Eventually, Avila was promoted manager of research and development. The job at Natural Organics went hand-in-hand with inventing, teaching vital information he lacked about the business aspect of the craft.
Using his new savvy, Avila began to enter his inventions in contests. One of his intentions, a cake decorating appliance he dubbed the “Choco-Laser,” was nearly carried by televised home shopping channel QVC—until it was discovered that someone else had patented the concept shortly beforehand. Since then, he has been working on an upgraded version of the Choco-Laser, but the incident taught him a valuable lesson: when you see an opportunity, you have to move fast.

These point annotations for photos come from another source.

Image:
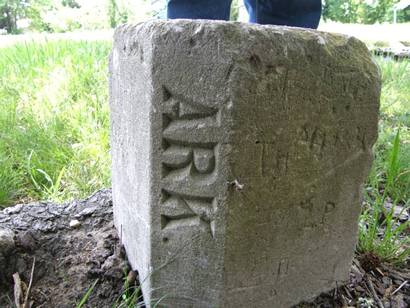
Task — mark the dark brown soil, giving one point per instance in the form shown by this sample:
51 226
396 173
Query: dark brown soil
68 260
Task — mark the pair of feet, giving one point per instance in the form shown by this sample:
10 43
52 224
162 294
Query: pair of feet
305 14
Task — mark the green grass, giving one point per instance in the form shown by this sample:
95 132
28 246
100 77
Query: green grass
54 135
53 120
380 232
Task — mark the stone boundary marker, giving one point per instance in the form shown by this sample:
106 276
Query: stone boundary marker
239 153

For him, the event on September 17 serves two purposes: One, to help the library gauge the interest of the community in acquiring for public use an expensive 3D printing system called Maker Space, which can make a three-dimensional solid object from a digital model. This device, Avila said, can be an invaluable resource not only to inventors, but artists, architects, and students as well.
But the second reason for the seminar, Avila noted, is to share his knowledge with those starting out on the path he’s already traveled. He especially wants to inform aspiring inventors how to pursue an idea and how the laws governing patents can make it more difficult for people to get proper credit for their ideas.
But, in the end, he just wants to spread a positive message about the art of inventing: Armed with the right information and given a push, anyone can succeed.
“I want people to be empowered,” he said. “They might have a great idea, but they just don’t know what to do…and someone else just takes the ball and runs with it. I would prefer my friends and neighbors to not sit on their ideas, not be paralyzed by fear.”